5年間の猶予が認められているのは建設業、自動車運転の業務、医師の3つの業種です。建設業においては、作業の進み具合や工事期間との調整など、法定労働時間内だけでは対応できないことも多く、時間外労働は避けられない背景があります。加えて、人手不足の影響もあり、週休2日への移行は決して簡単ではありません。

しかし、2024年4月1日以降は上限規制を超えると罰則が科されますので、5年間の猶予期間に時間外労働の超過がないような環境づくりに取り組むことが求められます。

3.建設業労働時間の上限規制の罰則は?

建設業は5年間の猶予期間のあと、時間外労働時間の上限規制に違反した場合は、罰則が科されるおそれがあります。罰則は、6ヶ月以下の懲役または30万円以下の罰金です。36協定を結んでいても、上限規制を超えることはできないと理解しておくことが必要です。これまでは行政指導のみだったため、実情では時間外労働の上限に対してあまり意識していなかった企業も少なくなかったかもしれませんが、今後注意が促されます。

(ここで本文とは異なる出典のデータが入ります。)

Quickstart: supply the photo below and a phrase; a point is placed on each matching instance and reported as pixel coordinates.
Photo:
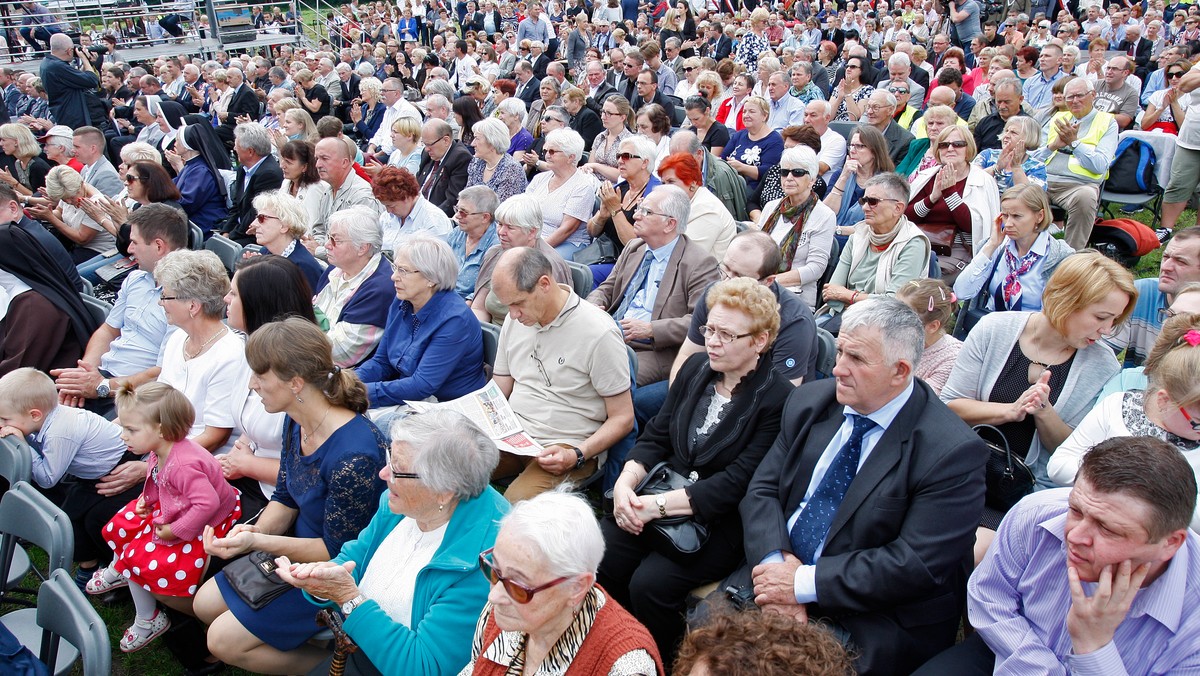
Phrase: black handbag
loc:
(683, 533)
(1008, 478)
(255, 580)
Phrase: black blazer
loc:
(451, 177)
(727, 459)
(587, 123)
(531, 91)
(898, 555)
(265, 178)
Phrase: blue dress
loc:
(199, 196)
(336, 491)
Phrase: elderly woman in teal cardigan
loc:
(412, 609)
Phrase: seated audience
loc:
(573, 395)
(409, 586)
(545, 606)
(1035, 375)
(934, 303)
(801, 225)
(720, 417)
(655, 282)
(885, 252)
(821, 545)
(517, 223)
(203, 359)
(328, 490)
(280, 223)
(1018, 258)
(1122, 532)
(355, 292)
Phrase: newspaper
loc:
(490, 410)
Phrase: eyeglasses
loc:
(645, 211)
(721, 335)
(396, 474)
(874, 201)
(516, 591)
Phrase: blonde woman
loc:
(29, 171)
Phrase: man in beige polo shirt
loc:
(563, 365)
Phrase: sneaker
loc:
(144, 630)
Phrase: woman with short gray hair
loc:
(517, 223)
(567, 195)
(415, 590)
(203, 359)
(545, 609)
(492, 166)
(432, 346)
(280, 222)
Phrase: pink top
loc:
(937, 360)
(190, 490)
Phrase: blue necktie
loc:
(813, 525)
(635, 285)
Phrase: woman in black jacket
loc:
(721, 414)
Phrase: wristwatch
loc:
(348, 606)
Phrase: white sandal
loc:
(135, 640)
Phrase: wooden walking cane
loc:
(343, 645)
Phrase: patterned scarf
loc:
(797, 215)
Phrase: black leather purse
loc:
(683, 533)
(255, 580)
(1008, 478)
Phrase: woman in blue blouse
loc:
(282, 220)
(197, 157)
(492, 165)
(370, 113)
(754, 150)
(327, 492)
(432, 345)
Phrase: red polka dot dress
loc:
(189, 492)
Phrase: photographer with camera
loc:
(965, 17)
(70, 88)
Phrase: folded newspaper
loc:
(489, 408)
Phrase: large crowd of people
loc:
(640, 223)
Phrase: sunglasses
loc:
(874, 201)
(516, 591)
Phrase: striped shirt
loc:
(1019, 597)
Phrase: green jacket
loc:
(449, 594)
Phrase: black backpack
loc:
(1133, 171)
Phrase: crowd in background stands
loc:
(641, 222)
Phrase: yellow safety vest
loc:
(1093, 136)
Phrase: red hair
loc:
(685, 167)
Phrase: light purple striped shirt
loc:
(1019, 597)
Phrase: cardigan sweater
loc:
(613, 634)
(191, 491)
(983, 357)
(449, 594)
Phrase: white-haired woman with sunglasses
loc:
(801, 223)
(955, 203)
(409, 587)
(545, 611)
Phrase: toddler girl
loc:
(156, 538)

改正後の上限規制を1日単位の目安で表すと、原則となる月45時間の場合なら1日の残業時間でおよそ2時間、臨時的な特別な事情の場合では、6ヶ月間で1日の残業時間はおおよそ4時間(月80時間)になります。目安の残業時間を超えているなら、今後は労働時間の管理を徹底することが望ましいでしょう。

4.企業が今できること

建設業は上限規制が適用されるまで、5年間の猶予があります。この期間を利用して早急に時間外労働の改善に取り組まなければなりません。改善のための環境整備としては、次のような内容が考えられます。

・勤怠管理の徹底
時間外労働時間を管理するため、社員の勤怠管理をしっかりと把握することが大切です。職種によって残業時間が異なるので、どの職種で残業時間が増えているのかきちんと把握しましょう。また、残業時間が改善できるように次のステップに踏み込んで解決策をみつけることが大切です。社員の規模にもよりますが、紙ベースの管理ではなくデジタルで情報として素早く管理できるシステムを導入することも有効な手段と言えるでしょう。もし36協定を締結しておらず、従業員が時間外労働をしているなら、早急に36協定を結び、労働基準監督署に届け出てください。

・業務の効率化を図る
時間外労働が生まれる要因を探していると、業務の効率化が図れていないことが原因となっていることがあります。無駄な作業が含まれてる、確認に時間がかかっている、手作業でチェックいるなど、業務上効率化できるものは工夫して業務の改善を行いましょう。

改善のためには社員の一時的な労働の協力が必要な場合もあります。慣例に頼った業務について変化を望まない、または否定的な人もいるかもしれませんが、会社全体が良い方向に向かうために必要なので、社員意識を前向きに変える試みも必要です。

・業務を可視化する
業務が属人化すると、担当者が適時に処理しない場合には仕事が停滞してしまう傾向があります。結果的に特定の箇所に業務の負荷がかかり、一部の社員の時間外労働が増えてしまう可能性もあるのです。しかも業務が属人化してしまうと業務の流れが見えにくく、スムーズに進んでいるかどうかもわからないケースがあり得ます。

業務を可視化して、誰が何をしているか、どの業務がどこまで進んでいるかなどについて、誰でも把握しやすい環境を整えれば、停滞している部分のフォローも行いやすくなります。建設業は、流れ作業の部分と、試行錯誤しながら作業する部分とが混在する業態と言えるかもしれません。スムーズに進んでいるときは良いですが、停滞しているときにも原因を把握することにより、個々のスケジュール管理もしやすくなります。業務を可視化するために、業務を一元化できるシステムの導入もおすすめです。

5.【まとめ】

建設業の時間外労働の上限規制が適用されるまでには5年間の猶予があります。時間外労働を削減し残業をなくすことで建設業の魅力を引き立たせ、将来の働き手も増えることでしょう。
猶予期間のうちに勤怠管理がきちんと把握できるシステムを構築するなど、効果的な対策を早急に検討し、定着を図れるようにしておきましょう。